On the night of the ISWNE editorial awards, the editors at the family’s community papers stood several times to receive honors for their work.
The family’s newspaper group won, for the second time in three years, the top award, The Golden Quill. Peter Weinschenk’s editorial challenged county leaders in his community for their plans to lure young professionals to Marathon County, Wisc.: “The general idea is to turn Marathon County — land of paper mills, dairy farms and the Sunday polka jamboree — into a mecca of urban cool, a magnet for lifestyle-oriented, upwardly mobile, laptop-carrying Generation XYZers with college degrees by the dozen.”
I had ulterior motives in coming to Abbotsford; I had been told that I couldn’t pass through town without stopping by the Hawkeye Dairy Store for a scoop of Wisconsin-made ice cream.
With my heaping of strawberry ice cream dripping into my lap as I drove through the quiet, historic downtown, I headed north to the city of Medford, where another paper, The Star-News, is owned by O’Leary family.
Editor Brian Wilson, a graduate of Northwestern University and a New Jersey transplant, has won awards for his editorial writing in 2008, 2009 and again in 2013. This time, the award was for an editorial criticizing the city council for backing down on a community improvement project.
“The city council’s lukewarm reception to those who have worked hard to make this project a reality is disappointing,” Wilson wrote. “If the city treats those who would donate their time, energies and financial resources this way, it won’t be long before no one wants to work with the city in any capacity.”
The day was getting late and I finally gave in to the GPS and followed the purple line back home, more than five hours behind the computer’s initial ETA. I tried to think about what it was that made these communities special. At first glance, they were like any of the other small Wisconsin farming communities I passed through that day.
But each of them – perhaps without truly appreciating it – were home to independently owned newspapers produced by editors who had the courage to write strong editorials, taking a stand on the issues important to their community. I asked myself a question I’ve been asking ever since I began working as a community journalist myself 21 years ago: Is it the community or the journalist that makes these situations happen?
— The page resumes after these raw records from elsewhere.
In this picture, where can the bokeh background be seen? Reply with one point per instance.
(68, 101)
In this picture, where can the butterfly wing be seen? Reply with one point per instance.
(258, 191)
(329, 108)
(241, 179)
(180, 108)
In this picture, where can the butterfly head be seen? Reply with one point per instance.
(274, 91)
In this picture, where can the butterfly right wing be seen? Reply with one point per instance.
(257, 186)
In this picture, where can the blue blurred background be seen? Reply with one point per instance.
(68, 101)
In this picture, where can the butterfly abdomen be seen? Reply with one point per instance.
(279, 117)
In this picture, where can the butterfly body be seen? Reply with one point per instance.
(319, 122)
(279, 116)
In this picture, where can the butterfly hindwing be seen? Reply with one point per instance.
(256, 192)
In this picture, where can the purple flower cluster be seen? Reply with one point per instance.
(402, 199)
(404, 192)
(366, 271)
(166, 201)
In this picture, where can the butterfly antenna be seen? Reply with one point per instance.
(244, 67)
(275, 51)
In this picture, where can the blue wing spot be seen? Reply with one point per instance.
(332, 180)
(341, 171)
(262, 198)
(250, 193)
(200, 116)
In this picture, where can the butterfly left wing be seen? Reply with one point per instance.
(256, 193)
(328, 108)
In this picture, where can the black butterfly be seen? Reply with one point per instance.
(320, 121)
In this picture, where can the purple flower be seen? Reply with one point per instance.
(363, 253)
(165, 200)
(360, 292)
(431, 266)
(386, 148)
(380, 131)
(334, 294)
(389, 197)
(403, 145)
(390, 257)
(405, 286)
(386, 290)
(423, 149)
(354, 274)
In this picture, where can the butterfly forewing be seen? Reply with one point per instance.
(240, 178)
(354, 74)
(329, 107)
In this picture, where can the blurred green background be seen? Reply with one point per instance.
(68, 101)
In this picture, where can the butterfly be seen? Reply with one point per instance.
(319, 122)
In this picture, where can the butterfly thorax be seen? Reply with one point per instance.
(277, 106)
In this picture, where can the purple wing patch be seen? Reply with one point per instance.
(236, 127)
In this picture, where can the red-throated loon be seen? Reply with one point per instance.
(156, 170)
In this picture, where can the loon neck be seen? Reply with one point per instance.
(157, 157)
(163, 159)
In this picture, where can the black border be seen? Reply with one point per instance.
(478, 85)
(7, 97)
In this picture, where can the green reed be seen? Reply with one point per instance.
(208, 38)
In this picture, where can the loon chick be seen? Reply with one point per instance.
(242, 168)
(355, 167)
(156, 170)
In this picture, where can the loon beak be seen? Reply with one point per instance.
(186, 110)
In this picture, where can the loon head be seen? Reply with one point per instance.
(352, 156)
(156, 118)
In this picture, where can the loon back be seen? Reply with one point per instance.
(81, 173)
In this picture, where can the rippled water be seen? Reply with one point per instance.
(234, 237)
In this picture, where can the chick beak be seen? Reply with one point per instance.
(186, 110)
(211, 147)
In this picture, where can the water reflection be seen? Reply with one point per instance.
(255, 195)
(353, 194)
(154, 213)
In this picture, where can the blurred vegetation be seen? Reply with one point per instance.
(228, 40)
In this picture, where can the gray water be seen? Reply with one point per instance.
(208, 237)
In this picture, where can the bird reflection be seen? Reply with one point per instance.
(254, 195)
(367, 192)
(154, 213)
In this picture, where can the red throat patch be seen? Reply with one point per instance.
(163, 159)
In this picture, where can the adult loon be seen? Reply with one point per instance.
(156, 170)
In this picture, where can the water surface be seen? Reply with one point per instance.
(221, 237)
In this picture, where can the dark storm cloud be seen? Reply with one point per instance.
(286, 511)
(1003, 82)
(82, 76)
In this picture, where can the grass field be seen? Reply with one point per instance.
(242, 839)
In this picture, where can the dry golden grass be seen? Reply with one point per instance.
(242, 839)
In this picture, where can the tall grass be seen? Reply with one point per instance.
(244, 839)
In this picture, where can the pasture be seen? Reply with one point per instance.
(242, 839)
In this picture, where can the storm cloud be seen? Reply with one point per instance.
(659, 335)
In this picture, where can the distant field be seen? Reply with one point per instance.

Could a journalist with the drive and the desire plop down in any small town in America and start producing strong, independent journalism? Or is there something about these communities and their residents that encourages or even requires this as one of the elements of that community’s character?
I’m not sure I’ll ever come close to an answer to the question, but I intend to keep asking it and to keep visiting small towns across the world and asking the same question.
Next year the, ISWNE conference is in Durango, Colo. I wonder how long it will take me to get there.
John Hatcher is an assistant professor of journalism at the University of Minnesota Duluth.